Usage
The purpose of MayPy is to provide a type-level solution for representing and manipulating optional values instead of None reference. This away around, no need to worry about the optional value and testing it, before applying process on it.
There are two types of Maybe container, either it contains a value or it is empty.
A Maybe object become empty when the value it should contain is None.
Create Maybe objects¶
Empty¶
There are 3 ways to have a empty Maybe.
Note
maybe(None) is here as an example, for readability use the others to instantiate an empty Maybe.
Valuated¶
Valuated Maybe or Some, is quite straightforward, provide some value whatever it is, as long as is not None to of .
Checking value presence¶
There are three methods to check if the value is present or not.
Either by using is_present
to know if the container has a value
or use is_empty to verify the absence of value.
Another approach is to examine the "truthiness" of Maybe.
Get wrapped value¶
To retrieve the value contained inside a Maybe, the method get
returns it or raises an EmptyMaybeException.
Handle Emptiness¶
Default value¶
When Maybe is empty, it's possible to provide a default value using or_else.
Taking either a value or a Supplier
(with mypy the value provide as default should be the same type as the hypothetical value wrapped).
assert Maybe.empty().or_else(lambda: 12) == 12
assert maybe("present").or_else(lambda: "absent") == "present"
Tips
We may wonder what is the different between passing the function and calling it as the default value. The function is used only if Maybe is empty, whereas in the other hands, it will be invoked no matter what.
def populate_data() -> list[str]:
print("invocation of populate_data")
return ["python", "c++", "c", "java"]
assert Maybe.empty().or_else(populate_data) == ["python", "c++", "c", "java"]
>>> "invocation of populate_data"
assert maybe(["ruby", "kotlin"]).or_else(populate_data) == ["ruby", "kotlin"]
assert maybe(["ruby", "kotlin"]).or_else(populate_data()) == ["ruby", "kotlin"]
>>> "invocation of populate_data"
Raise error¶
Another approach for handling value absence, is to raise a custom exception by
or_else_raise when Maybe is empty.
class CustomError(Exception):
pass
assert Maybe.empty().or_else_raise(CustomError())
>>> CustomError
assert maybe(12).or_else_raise(CustomError()) == 12
Manipulating the value¶
Note
In the further examples, I keep using lambda function to keep it simple and easy to read. It totally possible to use named function, no matter what you use as long as it respects the API contract.
By the way mypy will infer types even with lambda !!!
Filtering¶
It is possible to perform inline condition on our wrapped value with filter.
Taking a Predicate, it will check if the value matches the predicate and returning Maybe itself when passing,
otherwise an empty Maybe is returned.
Built-in Predicates¶
Some built-in predicates have been added.
price = 999.99
assert maybe(price).filter(lambda x: x <= 1000).is_present()

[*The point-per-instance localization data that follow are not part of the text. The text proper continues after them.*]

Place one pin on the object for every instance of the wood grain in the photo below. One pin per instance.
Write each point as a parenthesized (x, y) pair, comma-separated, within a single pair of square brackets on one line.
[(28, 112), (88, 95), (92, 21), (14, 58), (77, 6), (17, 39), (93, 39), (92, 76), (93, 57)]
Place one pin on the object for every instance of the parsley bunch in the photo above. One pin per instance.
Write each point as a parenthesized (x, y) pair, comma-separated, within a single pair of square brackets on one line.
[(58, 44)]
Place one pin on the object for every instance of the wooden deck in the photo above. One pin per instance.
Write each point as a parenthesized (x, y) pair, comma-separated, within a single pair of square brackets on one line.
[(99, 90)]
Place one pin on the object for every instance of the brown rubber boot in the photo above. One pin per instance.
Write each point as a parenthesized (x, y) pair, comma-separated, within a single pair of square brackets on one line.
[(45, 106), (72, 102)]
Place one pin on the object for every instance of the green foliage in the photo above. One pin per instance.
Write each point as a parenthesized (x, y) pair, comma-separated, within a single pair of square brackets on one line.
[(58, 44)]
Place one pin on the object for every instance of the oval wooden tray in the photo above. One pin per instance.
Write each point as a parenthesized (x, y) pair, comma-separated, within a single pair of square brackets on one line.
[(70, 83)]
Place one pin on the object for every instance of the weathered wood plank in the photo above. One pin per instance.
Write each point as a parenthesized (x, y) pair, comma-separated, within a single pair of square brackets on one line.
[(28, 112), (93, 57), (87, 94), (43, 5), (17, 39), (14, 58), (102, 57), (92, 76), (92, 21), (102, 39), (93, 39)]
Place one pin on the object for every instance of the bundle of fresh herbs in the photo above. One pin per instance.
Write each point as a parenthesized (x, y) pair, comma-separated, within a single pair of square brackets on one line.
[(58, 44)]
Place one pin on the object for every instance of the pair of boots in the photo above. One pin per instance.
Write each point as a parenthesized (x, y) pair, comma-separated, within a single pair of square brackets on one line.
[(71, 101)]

assert maybe(price).filter(lambda x: x >= 1000).is_empty()
You may wonder why using it and what is the gain. Let's dive on a more concrete example!

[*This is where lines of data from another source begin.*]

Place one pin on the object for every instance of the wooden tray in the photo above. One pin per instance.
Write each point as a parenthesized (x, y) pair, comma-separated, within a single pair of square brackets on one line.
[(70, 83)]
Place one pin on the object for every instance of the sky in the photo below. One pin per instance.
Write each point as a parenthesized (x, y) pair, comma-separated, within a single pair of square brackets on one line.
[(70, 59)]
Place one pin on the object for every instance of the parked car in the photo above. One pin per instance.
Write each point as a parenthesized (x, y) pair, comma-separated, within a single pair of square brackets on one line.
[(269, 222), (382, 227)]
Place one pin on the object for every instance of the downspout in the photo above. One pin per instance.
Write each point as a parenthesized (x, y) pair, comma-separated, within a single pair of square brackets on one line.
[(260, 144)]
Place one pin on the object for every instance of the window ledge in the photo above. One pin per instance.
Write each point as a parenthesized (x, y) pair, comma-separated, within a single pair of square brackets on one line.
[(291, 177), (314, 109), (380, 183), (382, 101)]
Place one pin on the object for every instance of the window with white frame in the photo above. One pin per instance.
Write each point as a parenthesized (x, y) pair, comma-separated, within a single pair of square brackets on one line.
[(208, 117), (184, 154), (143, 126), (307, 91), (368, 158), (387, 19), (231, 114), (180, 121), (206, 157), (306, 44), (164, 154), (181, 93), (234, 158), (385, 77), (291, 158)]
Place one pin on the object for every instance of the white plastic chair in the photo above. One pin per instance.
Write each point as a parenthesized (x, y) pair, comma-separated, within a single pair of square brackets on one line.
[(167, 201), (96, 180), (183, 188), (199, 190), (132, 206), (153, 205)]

You want to watch a movie, and you only care about its release date. It should be in certain interval.
from dataclasses import dataclass, field
@dataclass
class Movie:
director: str
title: str
year: int
genre: list[str] = field(default_factory=list)
oscars: list[str] | None = field(default=None)
from typing import Callable
def interval_checker(start_year: int, end_year: int) -> Callable[[Movie], bool]:
def is_in_range(movie: Movie | None) -> bool:
if movie is not None:
return start_year <= movie.year <= end_year
return False
return is_in_range
movie = Movie("Luc Besson", "Taxi", 1998, ["comedy"])
assert interval_checker(1990, 2005)(movie)
assert not interval_checker(2000, 2020)(movie)
assert not interval_checker(2000, 2020)(None)
Mapping¶
With a similar syntax, we can transform the value inside Maybe using
map.
Reusing last example, getting the number of oscars rewarding the movie.
movie = Movie("Luc Besson", "Taxi", 1998, ["comedy"])
assert (
maybe(movie)
.map(lambda film: movie.oscars)
.map(lambda oscars: len(oscars))
.or_else(0) == 0
)
It is powerful to chain filter and map together. Like checking the correctness of an input by a user.
from maypy.predicates import one_of
VALID_BOOLS = ("y", "n", "yes", "no")
user_input = "y "
assert (
maybe(user_input)
.map(lambda input_: input_.strip())
.filter(one_of(VALID_BOOLS))
.is_present()
)
Conditional action¶
The last method is if_present,
it allows to perform some code, using a Consumer function (Callable[[VALUE], None]),
on the wrapped value if present, otherwise nothing will happen.
Warning
To keep it functional, the function passed should not modify the value but only use it.
Please use chaining of map and get the value instead.